For the system to work at scale, mariners need alerts that are timely and credible. Researchers also need enough coverage to reduce blind spots across a large, busy bay. The current deployment starts with one fixed camera and one planned ferry-mounted camera; broader coverage would require more sites.
There is also a coordination challenge. The coalition includes scientists, the Coast Guard, whale specialists, and ferry operators. That mix is a strength because no single group controls the entire problem. But it also means the system’s impact depends on whether detections move cleanly from research tools into vessel operations.

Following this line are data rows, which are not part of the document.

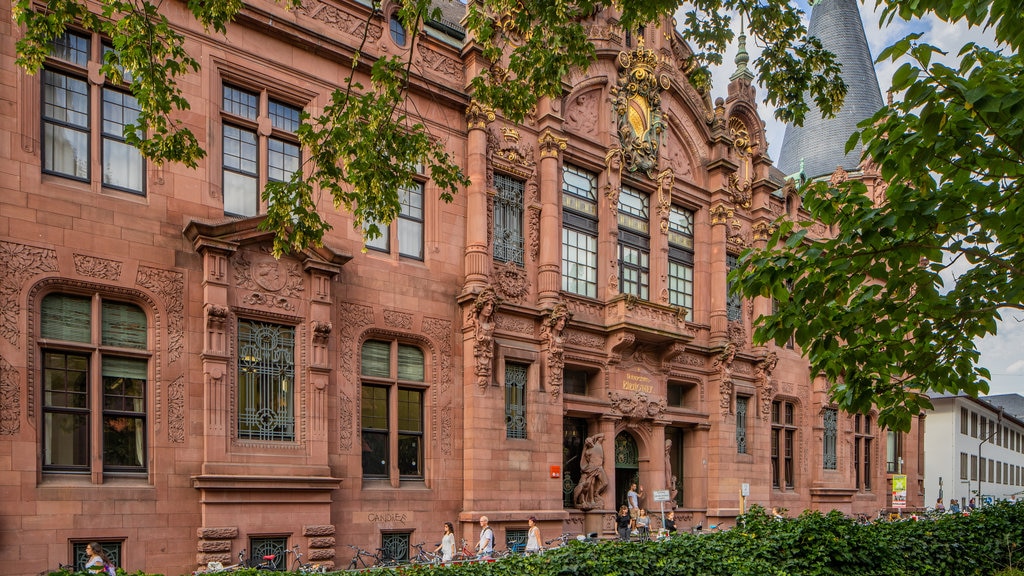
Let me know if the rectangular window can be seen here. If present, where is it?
[725,254,743,322]
[736,396,751,454]
[42,32,145,194]
[495,173,526,265]
[505,362,528,439]
[853,414,874,492]
[618,187,650,300]
[221,84,302,216]
[771,401,797,490]
[562,368,590,396]
[821,408,839,470]
[238,320,295,442]
[71,540,124,573]
[669,206,693,322]
[360,340,427,481]
[886,430,903,474]
[562,164,597,298]
[40,293,150,474]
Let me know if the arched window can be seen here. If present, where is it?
[360,340,427,482]
[39,293,150,475]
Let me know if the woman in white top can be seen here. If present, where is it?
[434,522,455,563]
[526,517,541,553]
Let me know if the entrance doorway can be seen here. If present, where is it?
[615,431,640,510]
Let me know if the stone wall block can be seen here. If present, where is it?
[307,548,335,562]
[309,536,335,548]
[196,527,239,540]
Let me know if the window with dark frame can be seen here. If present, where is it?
[669,205,693,322]
[771,400,797,490]
[221,83,302,216]
[736,395,751,454]
[42,31,145,195]
[238,319,295,442]
[618,186,650,300]
[562,164,598,298]
[853,414,874,492]
[360,339,427,481]
[494,173,526,265]
[821,408,839,470]
[505,362,529,439]
[39,293,150,475]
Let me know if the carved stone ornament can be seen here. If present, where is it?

Analysis: The human verification step helps credibility, but it also makes the system a hybrid: fast AI detection plus expert confirmation. That is probably the right model for a safety-critical conservation tool where both missed whales and bad alerts carry costs.

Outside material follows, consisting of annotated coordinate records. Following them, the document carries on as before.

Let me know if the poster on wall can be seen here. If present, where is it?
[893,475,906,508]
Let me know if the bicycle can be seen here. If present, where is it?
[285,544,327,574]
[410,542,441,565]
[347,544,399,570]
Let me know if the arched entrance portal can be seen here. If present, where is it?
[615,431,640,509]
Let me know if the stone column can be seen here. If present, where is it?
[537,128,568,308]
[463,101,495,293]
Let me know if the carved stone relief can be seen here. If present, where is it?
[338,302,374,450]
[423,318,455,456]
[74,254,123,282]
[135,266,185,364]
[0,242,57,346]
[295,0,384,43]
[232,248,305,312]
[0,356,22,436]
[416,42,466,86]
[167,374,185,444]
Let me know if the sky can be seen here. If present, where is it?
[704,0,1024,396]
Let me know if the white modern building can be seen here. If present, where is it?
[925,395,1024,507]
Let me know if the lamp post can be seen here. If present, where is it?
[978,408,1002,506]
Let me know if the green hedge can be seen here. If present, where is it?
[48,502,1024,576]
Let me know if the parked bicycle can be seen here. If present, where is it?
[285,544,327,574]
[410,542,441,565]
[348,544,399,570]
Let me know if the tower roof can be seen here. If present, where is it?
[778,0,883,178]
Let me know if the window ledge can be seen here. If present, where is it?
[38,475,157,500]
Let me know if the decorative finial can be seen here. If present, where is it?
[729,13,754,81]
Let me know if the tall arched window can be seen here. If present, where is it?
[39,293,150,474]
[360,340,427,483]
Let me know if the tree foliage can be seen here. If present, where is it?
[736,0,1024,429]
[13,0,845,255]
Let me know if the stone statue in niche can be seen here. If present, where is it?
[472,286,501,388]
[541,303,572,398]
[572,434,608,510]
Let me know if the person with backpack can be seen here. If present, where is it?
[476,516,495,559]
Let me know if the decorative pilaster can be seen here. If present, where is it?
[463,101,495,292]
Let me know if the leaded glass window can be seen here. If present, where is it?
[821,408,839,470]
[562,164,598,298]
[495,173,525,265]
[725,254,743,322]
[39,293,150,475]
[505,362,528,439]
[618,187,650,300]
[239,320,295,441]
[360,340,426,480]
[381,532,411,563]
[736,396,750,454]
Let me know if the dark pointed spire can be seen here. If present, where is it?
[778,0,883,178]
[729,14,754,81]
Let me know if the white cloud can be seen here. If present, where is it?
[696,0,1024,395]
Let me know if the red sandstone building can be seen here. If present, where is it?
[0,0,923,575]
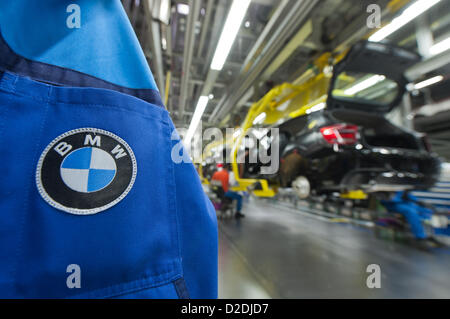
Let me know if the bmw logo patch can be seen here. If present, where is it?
[36,128,137,215]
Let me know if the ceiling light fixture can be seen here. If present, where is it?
[177,3,189,16]
[211,0,250,71]
[369,0,441,42]
[430,38,450,55]
[344,75,386,96]
[184,96,209,143]
[414,75,444,90]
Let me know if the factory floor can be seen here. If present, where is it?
[219,199,450,299]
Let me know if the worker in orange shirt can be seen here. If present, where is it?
[212,164,245,218]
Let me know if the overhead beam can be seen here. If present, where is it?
[179,0,201,117]
[143,1,165,96]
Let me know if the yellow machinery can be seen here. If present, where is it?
[204,0,409,199]
[232,53,343,197]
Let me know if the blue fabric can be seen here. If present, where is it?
[0,30,164,107]
[0,0,157,90]
[0,72,217,298]
[382,192,433,239]
[225,191,242,212]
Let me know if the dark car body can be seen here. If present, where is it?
[277,42,440,193]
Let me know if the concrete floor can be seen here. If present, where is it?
[219,200,450,299]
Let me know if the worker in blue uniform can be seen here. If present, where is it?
[382,192,442,248]
[0,0,156,89]
[0,0,217,298]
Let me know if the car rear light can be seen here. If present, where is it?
[320,124,359,145]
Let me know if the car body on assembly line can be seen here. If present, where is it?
[268,41,440,198]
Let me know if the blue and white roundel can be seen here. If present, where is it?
[36,128,137,215]
[61,147,117,193]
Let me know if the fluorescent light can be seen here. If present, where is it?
[177,3,189,16]
[430,38,450,55]
[211,0,250,71]
[414,75,444,90]
[344,75,386,96]
[369,0,441,42]
[306,102,327,114]
[253,113,267,125]
[184,96,209,143]
[233,128,242,138]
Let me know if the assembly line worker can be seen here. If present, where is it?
[0,0,217,298]
[382,192,433,244]
[211,164,245,218]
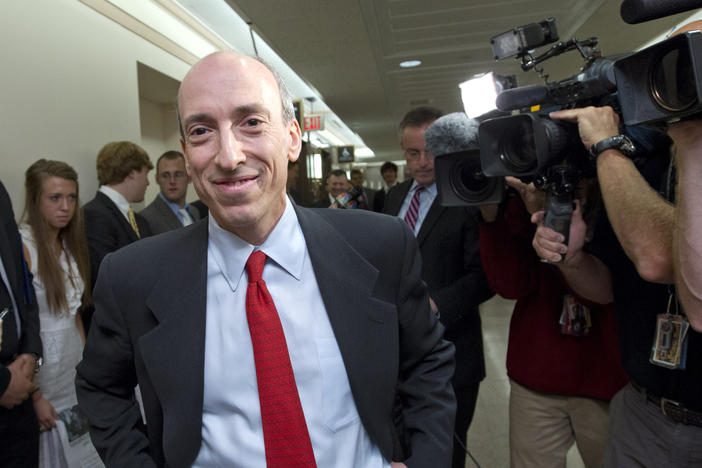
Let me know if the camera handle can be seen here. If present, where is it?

Beyond San Francisco Bay, the model is real-time conservation
The San Francisco Bay deployment shows how AI can move conservation from after-the-fact counting to live intervention. Instead of documenting whale deaths after strandings, the system tries to warn vessels while there is still time to avoid a collision.
The approach could be adapted anywhere the same ingredients exist: predictable whale presence, vessel traffic, and places to mount sensors. The supplied sources specifically name future Bay sites such as the Golden Gate Bridge and Alcatraz, and researchers want as many deployments as possible to improve visibility over the ocean.
Marine ecologist Douglas McCauley, director of UC Santa Barbara’s Benioff Ocean Science Laboratory, framed the stakes bluntly:
“It is heartbreaking to see these starving whales stumbling around in the middle of the hustle and bustle of San Francisco Bay. Every day is a nail-biter.… This new system will save whales’ lives.”
The practical watch item is whether verified detections become routine enough that captains act on them without hesitation. If the network expands and alerts prove useful in day-to-day vessel traffic, AI whale spotting could become a working layer of port safety. If coverage remains patchy, it will still help in specific zones — but the bay’s whales will keep crossing blind spots.
Impact Analysis
- AI detection could help vessels avoid gray whales in one of California’s busiest waterways.
- Ship strikes are a major known threat, causing two-fifths of reported gray whale deaths in the area in 2025.
- Climate-driven food stress is pushing whales into crowded migration zones, raising collision risks.